„Kto zabił w Konitzville” to tytuł spektaklu, który 5 grudnia 2025 roku miał swoją premierę w Teatrze Gdynia Główna. Reżyserka Ewa Ignaczak przedstawieniem żegna się z tą sceną. Razem z Idą Bocian stworzyły 12 lat temu offowy teatr w podziemiach dworca, głównie stawiając akcent na społeczność. Kolokwialnie mówiąc, „zrobiły teatr dla społeczności lokalnej”. Nie tylko sztuka działa się w teatrze, ale wychodziła tam, gdzie są Gdynianie – na ulice, do autobusów i trolejbusów, na place, boiska, podwórka, czy do Hali Targowej. Emanacją tego jest festiwal „Pociąg do miasta”, który co roku odbywa się w sierpniu. Teatr dla ludzi, w miejscu, w którym są na co dzień. Ważni dla Teatru Gdynia Główna są więc mieszkańcy, społeczność, wspólnota.

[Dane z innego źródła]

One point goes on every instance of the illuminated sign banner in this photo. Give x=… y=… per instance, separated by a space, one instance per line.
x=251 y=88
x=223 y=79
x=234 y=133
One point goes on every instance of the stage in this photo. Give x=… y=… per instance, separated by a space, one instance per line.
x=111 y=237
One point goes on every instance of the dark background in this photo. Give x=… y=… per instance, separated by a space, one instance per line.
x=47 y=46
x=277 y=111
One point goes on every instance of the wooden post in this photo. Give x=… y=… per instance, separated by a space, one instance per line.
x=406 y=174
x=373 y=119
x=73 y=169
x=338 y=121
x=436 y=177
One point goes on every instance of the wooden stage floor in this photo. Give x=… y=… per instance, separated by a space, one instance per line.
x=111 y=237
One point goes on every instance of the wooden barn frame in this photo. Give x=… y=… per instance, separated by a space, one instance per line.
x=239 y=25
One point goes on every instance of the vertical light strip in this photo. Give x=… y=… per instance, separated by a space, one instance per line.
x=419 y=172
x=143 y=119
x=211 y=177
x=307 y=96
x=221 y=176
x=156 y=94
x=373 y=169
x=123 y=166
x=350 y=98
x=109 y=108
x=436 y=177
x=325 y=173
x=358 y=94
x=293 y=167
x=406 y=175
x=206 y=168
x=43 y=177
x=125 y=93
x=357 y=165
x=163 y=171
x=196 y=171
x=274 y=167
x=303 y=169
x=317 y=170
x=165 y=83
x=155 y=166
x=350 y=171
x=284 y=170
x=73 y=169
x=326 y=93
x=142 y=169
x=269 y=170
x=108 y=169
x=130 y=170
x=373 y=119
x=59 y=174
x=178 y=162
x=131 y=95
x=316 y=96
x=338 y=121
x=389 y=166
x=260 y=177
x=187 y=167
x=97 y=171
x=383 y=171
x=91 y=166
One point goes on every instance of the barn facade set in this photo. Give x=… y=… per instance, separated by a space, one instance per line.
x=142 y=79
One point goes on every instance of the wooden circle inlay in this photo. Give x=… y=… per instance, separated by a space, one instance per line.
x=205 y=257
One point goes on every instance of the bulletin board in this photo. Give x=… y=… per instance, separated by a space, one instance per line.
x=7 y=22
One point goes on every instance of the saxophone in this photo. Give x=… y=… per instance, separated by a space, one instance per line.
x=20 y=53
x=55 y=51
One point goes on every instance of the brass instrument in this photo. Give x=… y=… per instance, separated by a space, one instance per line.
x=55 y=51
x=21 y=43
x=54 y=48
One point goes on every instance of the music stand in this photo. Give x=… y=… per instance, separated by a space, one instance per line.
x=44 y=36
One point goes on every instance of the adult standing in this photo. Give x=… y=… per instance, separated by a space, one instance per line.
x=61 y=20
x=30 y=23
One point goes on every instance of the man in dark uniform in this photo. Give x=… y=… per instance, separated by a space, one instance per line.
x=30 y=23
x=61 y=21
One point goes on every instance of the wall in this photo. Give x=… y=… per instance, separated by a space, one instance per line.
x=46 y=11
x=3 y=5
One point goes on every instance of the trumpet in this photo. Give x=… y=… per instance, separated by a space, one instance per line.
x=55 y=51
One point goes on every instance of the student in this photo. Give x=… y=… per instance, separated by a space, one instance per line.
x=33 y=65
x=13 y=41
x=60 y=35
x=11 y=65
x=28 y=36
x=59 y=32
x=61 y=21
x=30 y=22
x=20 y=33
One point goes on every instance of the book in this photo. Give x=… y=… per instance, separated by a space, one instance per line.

Właśnie taki spektakl Ewa Ignaczak przygotowała na pożegnanie miejsca, które zostawia w dobrych rękach swych następców. Zainspirowała się powieścią Artura Grysiaka i Rafała Matusza „Konitzville”, która swoją premierę miała także 5 grudnia, czyli w dniu premiery teatralnej. Książka i spektakl odnoszą się do morderstwa 18-letniego gimnazjalisty Ernsta Wintera w marcu 1900 roku w Konitz, czyli dzisiejszych Chojnicach. Okrutna zbrodnia wstrząsnęła nie tylko tym miastem i okolicą, ale także całym Cesarstwem Niemieckim. Wyznaczono horrendalnie wysokie nagrody, żeby odkryć, kto rozczłonkował ciało młodego Niemca. Podejrzenie padło na lokalnych rzeźników. Jeden z nich był Żydem i na fali raczkującego jeszcze wtedy antysemityzmu doszło do zamieszek w mieście. Interweniowało wojsko.

(fot. Anna Rezulak)
Proszę wybaczyć ten przydługi wstęp historyczny, ale moim zdaniem osoba wybierająca się na spektakl powinna się do niego przygotować. Nie jest to bowiem prosta historyjka rodem z efekciarskiego serialu kryminalnego, w której interesuje nas jedynie, kto zabił i w jaki sposób. Reżyserka Ewa Ignaczak wraz trzema aktorami zaprasza nas do świata tworzonego przez Niemców i Żydów, a w tle także przez Polaków i Kaszubów w małym, prowincjonalnym mieście. Jesteśmy w środku społeczności, która po tak okrutnym morderstwie nigdy nie będzie już taka sama. Kto zabił? To pytanie wciąż wraca. Domysły, przypuszczenia, a nawet czasem z wielkim przekonaniem wypowiadane są słowa przez kolejnych bohaterów – mieszkańców miasteczka. Aktorzy – Piotr Rogalski, Bartłomiej Deklewa i Piotr Ujejski – wcielają się w różne postaci tego dramatu. Umiejętnie pokazują nam kolejnych mieszkańców. Przy skromnych środkach scenograficznych, bazując na swych umiejętnościach aktorskich, tworzą widzom przestrzenie wypełnione różnymi postaciami. Budują kolejne odsłony tego dramatu. Dramatu także w sensie dosłownym, bo rozpada się na naszych oczach pozorny spokój prowincjonalnej mieściny.

(fot. Anna Rezulak)
Ciekawym zabiegiem scenograficznym jest film autorstwa Marzeny Chojnowskiej wyświetlany w czasie spektaklu, który przenosi nas do Konitz, czyli Chojnic. Widzimy ówczesnych mieszkańców na tle dworca (ach, Teatr Gdynia Główna uwielbia bawić się kontekstem dworca, nawiązując do swej siedziby). Dawne zdjęcia, mimo iż jesteśmy w teatrze, boleśnie uświadamiają widzom, że ta zbrodnia była faktem.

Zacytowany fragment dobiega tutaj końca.